President Stanley announced several administrative leadership appointments and promotions, including Lee Bitsóí as Stony Brook’s first chief diversity officer, and Kristina M. Johnson who was named the 13th chancellor for SUNY.
Turning to research accomplishments, the President spoke of the discovery of a 13 million-year-old infant ape skull, a collaboration between NASA, Stony Brook and civilian scientists to document climate change and track penguin populations, and the definition of the structure of a key enzyme implicated in cancer and neurological disease.
He spoke of the need for growth in sponsored research activity at Stony Brook, and described the University’s efforts to make the application process for research funding more efficient.
“We really need to grow our sponsored research — this is the area we’re most deficient,” he said. “We punch above our weight class in many ways, but not sponsored research. We’re working to make sure faculty who are here will have fewer barriers to receive research sponsorship.”
President Stanley shared his excitement over Southampton Hospital, now known as Stony Brook Southampton Hospital, joining the Stony Brook Medicine healthcare system. He announced that the Medical and Research Translation (MART) building is expected to open in 2018.
“The MART is going to be transformative. The future of medicine at Stony Brook is providing cutting-edge care on Long Island with this project,” he said. Pointing to a map that showed the university’s facilities covering most regions of Long Island, he added: “We envision and are trying to accomplish healthcare excellence from Montauk to Manhattan.”
Regarding Stony Brook University’s budget, President Stanley said that the current structural deficit of approximately $24 million is only 3 percent of the total non-clinical budget, and that this is not the first deficit Stony Brook has faced in its history.
“This is a short term issue,” he said. “We have the means to overcome it and will emerge stronger than before.”
To address the deficit, President Stanley identified several tactics including a 10 percent reduction in total spending, engaged program reviews and informed decisions regarding cuts, and more precise hiring in certain areas of the University. He said these decisions reflect a strategy intended to minimize impact on students and their success, researchers and their goals, and the University overall.
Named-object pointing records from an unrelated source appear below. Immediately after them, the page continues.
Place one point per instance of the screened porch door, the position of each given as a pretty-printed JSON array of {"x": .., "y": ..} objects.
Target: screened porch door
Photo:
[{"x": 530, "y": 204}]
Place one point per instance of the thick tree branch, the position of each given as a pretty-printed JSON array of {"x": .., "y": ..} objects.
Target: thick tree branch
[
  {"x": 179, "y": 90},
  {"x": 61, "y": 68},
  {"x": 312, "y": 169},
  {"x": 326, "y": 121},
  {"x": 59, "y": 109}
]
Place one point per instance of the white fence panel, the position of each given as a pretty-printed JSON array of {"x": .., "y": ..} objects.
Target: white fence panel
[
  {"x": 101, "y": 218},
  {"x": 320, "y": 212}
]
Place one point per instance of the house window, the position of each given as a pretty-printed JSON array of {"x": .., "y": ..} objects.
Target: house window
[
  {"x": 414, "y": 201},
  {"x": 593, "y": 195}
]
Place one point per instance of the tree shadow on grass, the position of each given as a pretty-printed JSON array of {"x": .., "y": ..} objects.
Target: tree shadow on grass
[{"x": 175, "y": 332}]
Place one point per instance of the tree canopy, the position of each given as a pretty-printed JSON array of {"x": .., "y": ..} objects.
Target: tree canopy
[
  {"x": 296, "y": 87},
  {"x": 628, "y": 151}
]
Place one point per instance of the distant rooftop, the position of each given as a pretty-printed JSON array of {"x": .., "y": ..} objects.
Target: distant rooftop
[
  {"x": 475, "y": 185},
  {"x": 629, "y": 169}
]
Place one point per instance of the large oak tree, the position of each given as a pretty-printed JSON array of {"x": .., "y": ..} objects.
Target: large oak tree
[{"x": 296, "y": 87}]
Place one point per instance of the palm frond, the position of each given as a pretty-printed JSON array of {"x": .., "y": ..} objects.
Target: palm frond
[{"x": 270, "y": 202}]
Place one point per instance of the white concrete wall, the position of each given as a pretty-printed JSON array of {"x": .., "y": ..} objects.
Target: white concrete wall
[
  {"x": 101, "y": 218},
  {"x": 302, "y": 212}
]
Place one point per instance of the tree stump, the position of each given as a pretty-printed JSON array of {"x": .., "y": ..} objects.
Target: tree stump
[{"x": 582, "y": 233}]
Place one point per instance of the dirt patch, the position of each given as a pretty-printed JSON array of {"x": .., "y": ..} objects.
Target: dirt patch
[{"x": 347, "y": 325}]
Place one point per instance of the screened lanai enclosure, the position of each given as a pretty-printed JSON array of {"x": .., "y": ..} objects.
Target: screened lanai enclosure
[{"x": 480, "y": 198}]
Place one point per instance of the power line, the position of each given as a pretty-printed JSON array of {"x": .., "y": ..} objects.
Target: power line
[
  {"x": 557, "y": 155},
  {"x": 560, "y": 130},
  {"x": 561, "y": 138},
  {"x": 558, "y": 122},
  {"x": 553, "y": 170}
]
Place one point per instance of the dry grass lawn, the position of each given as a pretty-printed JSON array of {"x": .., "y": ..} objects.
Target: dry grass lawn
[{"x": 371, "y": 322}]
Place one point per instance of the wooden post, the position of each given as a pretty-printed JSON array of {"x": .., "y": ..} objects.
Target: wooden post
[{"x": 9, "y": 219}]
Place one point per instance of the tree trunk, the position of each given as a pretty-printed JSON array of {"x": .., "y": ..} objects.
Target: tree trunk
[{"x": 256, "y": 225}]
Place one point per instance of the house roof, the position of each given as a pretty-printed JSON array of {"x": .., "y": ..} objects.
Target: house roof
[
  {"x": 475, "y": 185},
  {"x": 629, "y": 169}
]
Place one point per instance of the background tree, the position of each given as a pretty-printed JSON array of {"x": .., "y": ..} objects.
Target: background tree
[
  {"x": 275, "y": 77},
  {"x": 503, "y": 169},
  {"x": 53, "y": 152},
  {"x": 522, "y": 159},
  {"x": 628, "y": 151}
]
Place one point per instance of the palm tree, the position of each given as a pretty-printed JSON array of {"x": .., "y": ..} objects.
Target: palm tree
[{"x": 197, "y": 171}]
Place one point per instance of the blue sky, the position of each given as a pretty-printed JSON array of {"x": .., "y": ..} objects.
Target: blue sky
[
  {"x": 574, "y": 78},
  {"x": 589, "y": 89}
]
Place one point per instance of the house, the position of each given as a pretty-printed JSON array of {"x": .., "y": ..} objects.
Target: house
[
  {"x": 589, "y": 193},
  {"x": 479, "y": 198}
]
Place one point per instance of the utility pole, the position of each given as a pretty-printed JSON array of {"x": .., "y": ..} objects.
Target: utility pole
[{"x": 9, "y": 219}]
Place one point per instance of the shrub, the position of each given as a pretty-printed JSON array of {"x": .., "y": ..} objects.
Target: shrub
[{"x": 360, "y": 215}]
The President also recognized the positive impact of the University’s Office of Advancement and the Campaign for Stony Brook, the largest campaign ever by a SUNY school. With a goal of $600 million by June 30, 2018, the Campaign for Stony Brook has raised $559.2 million to date, and received donations from more than 15,700 alumni.
“Advancement doesn’t solve our budget problems entirely, but the funds they acquire provides our margin of excellence,” President Stanley said.
Such fundraising has had a major impact, including an increase in endowed professorships from seven to 48 since 2009, the establishment of nine new centers of excellence and the addition of hundreds of millions of dollars for scholarships, faculty, research and campus life since 2011.
The President closed his address by giving special recognition to David Ferguson, distinguished service professor in the Department of Technology and Society and provostial scholar for diversity and innovation, for his dedication to and work in increasing underrepresented minority student populations in the prosperous fields of science, technology, engineering and mathematics (STEM), including Stony Brook’s becoming the lead institution for a new $4 million five-year National Science Foundation grant related to this issue.
“The work that Dave does is part of what contributes to our remarkable strides in improving student access and success,” President Stanley said. “Income and equality are at the top of the issues our country faces. Each of your contributions makes a difference — so thank you very much.”